Je vous avais présenté début août une course un peu particulière avec ses 245 km, ses 21000m de dénivelé positif et par équipe de 3 : la Petite Trotte à Léon. Et l’interview d’un des participants, Julien, m’avait permis de découvrir et partager avec vous comment on pouvait être amené à prendre le départ d’une telle épreuve. Et visiblement, elle a été aussi difficile que prévue : sur 55 équipes inscrites, les résultats officiels indiquent que « seulement » 19 équipes ont terminées au complet, 12 équipes réduites à 2 coureurs et 6 coureurs en individuel. A ceux-là s’ajoutent des équipes, complètes ou non, ayant terminées par le tracé de l’UTMB. En un mot, ce fut sélectif.

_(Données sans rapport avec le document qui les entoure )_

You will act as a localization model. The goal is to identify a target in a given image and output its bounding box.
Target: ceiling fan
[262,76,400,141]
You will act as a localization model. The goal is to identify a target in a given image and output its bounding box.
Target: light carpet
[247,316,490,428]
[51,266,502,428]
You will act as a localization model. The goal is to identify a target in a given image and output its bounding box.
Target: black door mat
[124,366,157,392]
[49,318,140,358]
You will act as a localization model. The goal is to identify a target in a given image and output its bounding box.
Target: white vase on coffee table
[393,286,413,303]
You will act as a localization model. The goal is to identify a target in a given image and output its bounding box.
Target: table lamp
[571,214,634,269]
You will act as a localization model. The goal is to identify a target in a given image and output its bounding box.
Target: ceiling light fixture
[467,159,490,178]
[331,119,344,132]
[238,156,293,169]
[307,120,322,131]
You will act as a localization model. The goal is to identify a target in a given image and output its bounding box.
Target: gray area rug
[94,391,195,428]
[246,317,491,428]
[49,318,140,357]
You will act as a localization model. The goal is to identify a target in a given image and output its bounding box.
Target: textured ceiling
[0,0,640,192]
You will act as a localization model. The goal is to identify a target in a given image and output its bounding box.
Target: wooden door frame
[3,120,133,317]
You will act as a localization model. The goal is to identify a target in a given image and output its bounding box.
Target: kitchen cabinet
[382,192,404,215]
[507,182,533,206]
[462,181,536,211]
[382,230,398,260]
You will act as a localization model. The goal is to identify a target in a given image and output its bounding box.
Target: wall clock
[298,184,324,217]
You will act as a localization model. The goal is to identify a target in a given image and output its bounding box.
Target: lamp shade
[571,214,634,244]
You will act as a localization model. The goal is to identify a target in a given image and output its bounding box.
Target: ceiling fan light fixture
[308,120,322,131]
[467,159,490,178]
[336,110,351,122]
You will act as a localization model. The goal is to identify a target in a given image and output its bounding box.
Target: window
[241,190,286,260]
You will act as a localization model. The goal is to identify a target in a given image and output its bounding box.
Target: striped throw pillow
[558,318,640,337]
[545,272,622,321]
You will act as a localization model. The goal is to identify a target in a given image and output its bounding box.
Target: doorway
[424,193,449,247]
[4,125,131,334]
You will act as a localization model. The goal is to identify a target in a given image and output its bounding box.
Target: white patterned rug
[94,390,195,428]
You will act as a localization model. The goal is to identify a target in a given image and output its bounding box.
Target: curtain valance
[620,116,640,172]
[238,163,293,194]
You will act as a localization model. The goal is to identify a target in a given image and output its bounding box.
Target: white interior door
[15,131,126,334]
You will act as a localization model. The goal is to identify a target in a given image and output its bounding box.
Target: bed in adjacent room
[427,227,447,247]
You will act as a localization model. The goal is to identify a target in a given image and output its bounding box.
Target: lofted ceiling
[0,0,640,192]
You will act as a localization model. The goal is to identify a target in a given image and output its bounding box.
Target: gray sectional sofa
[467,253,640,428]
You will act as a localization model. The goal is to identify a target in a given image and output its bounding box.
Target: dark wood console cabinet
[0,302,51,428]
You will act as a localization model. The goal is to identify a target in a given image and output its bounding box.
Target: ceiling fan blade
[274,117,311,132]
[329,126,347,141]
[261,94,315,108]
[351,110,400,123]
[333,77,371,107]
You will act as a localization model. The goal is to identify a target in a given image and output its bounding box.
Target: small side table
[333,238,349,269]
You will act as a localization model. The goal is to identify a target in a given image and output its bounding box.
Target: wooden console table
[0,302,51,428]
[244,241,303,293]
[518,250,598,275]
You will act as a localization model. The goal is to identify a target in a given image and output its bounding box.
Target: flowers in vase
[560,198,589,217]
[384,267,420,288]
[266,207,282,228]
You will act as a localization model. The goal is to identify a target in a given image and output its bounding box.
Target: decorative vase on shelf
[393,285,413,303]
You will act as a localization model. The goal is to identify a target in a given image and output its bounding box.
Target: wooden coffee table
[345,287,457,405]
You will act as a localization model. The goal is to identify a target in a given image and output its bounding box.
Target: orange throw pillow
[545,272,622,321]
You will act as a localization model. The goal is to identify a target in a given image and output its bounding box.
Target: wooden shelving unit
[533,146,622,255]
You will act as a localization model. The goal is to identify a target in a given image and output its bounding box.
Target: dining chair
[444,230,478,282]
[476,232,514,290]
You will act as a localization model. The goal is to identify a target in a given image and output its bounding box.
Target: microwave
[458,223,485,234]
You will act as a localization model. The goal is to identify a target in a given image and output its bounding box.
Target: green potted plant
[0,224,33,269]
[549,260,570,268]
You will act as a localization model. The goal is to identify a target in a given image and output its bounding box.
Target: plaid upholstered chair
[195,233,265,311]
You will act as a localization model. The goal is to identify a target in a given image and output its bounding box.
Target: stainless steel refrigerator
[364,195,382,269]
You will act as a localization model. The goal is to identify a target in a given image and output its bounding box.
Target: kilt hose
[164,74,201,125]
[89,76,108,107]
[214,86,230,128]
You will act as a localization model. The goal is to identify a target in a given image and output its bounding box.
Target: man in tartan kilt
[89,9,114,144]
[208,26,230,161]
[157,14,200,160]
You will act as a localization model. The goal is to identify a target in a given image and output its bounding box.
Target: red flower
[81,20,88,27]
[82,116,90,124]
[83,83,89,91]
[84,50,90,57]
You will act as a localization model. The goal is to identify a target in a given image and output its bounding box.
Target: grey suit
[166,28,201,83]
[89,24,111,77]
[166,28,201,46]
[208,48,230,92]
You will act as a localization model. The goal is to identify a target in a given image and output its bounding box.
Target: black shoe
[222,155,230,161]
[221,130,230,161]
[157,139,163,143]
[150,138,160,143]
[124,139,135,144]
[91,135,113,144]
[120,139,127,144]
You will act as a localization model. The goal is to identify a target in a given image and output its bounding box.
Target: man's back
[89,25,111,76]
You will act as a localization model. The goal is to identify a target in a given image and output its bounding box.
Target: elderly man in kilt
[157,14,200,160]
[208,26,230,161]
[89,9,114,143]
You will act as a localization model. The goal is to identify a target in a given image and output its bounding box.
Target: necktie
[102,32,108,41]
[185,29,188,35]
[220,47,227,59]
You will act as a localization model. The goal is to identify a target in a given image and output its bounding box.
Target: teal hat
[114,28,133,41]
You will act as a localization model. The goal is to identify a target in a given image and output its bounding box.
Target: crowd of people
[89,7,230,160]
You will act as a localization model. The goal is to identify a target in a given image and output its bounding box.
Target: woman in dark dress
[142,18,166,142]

Malheureusement Julien n’a pas fait parti des finishers, une douleur aux reins à la mi-course en a décidé autrement. Mais malgré un goût d’inachevé, Julien a bien voulu revenir sur le déroulement de la PTL et nous livrer ses impressions sur sa course et sur la PTL en général.

Vu la difficulté de l’épreuve et la préparation énorme que cela a demandée, tu ressens probablement un sentiment de déception et de frustration. Mais avec le recul, tu retires quand même du positif de cette aventure ?
C’est effectivement une énorme déception. Evidemment, il y a toujours des points positifs. Je me suis fait plaisir sur la première moitié : les paysages étaient superbes et les passages techniques amusants. J’ai réussi à apprécier pleinement la situation pendant quelques instants, simplement courir librement au milieu des Alpes sans aucune arrière-pensée. Pas si évident quand en fait le temps est limité et qu’il faut constamment prendre des choix stratégiques délicats.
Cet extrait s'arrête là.